When Payne came out of prison, he tended to slacken in his output and hang around the theatre; so Dangerfield took over as private scribe and pamphleteer.7 Cellier promoted him and soon he was impressing James and was even introduced to the King. His experi
ence as a forger made him doubly useful, for the Catholics had a plan—or were persuaded by Dangerfield to have a plan—which they hoped would take the heat off them and divert attention from the Popish Plot. A Presbyterian, ultra Protestant plot would be invented, together with an underground army which would have Monmouth as general, his followers Ford, Lord Grey, and Thomas Armstrong as lieutenant-generals, and Viscount Stafford as paymaster-general. The forged proof would be placed by Dangerfield in the lodgings of a Colonel Mansell and then ‘discovered’ by Dangerfield.8 In the event, the device (or Dangerfield) was so clumsy that it was quickly suspected and Dangerfield was taken to prison. The trusting Cellier sent him instructions on how to handle interrogation.

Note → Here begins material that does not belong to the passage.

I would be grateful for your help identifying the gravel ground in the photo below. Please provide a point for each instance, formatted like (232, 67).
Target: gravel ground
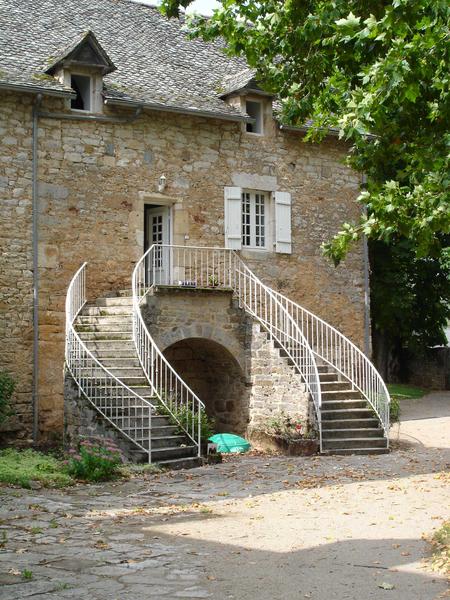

By now Dangerfield either doubted her, scented more reward from the other side, or had been double-dealing all along. He turned King’s evidence, going out of his way to implicate Henry Nevil Payne and Mrs Cellier, whose house he caused to be searched. Incriminating evidence was found at the bottom of a meal tub—hence the name of the affair, the Meal-Tub Plot. Cellier and her associate Lady Powis, wife of one of the imprisoned lords, were taken: the former to Newgate and the latter to the Tower, as befitted their ranks. Payne was also apprehended.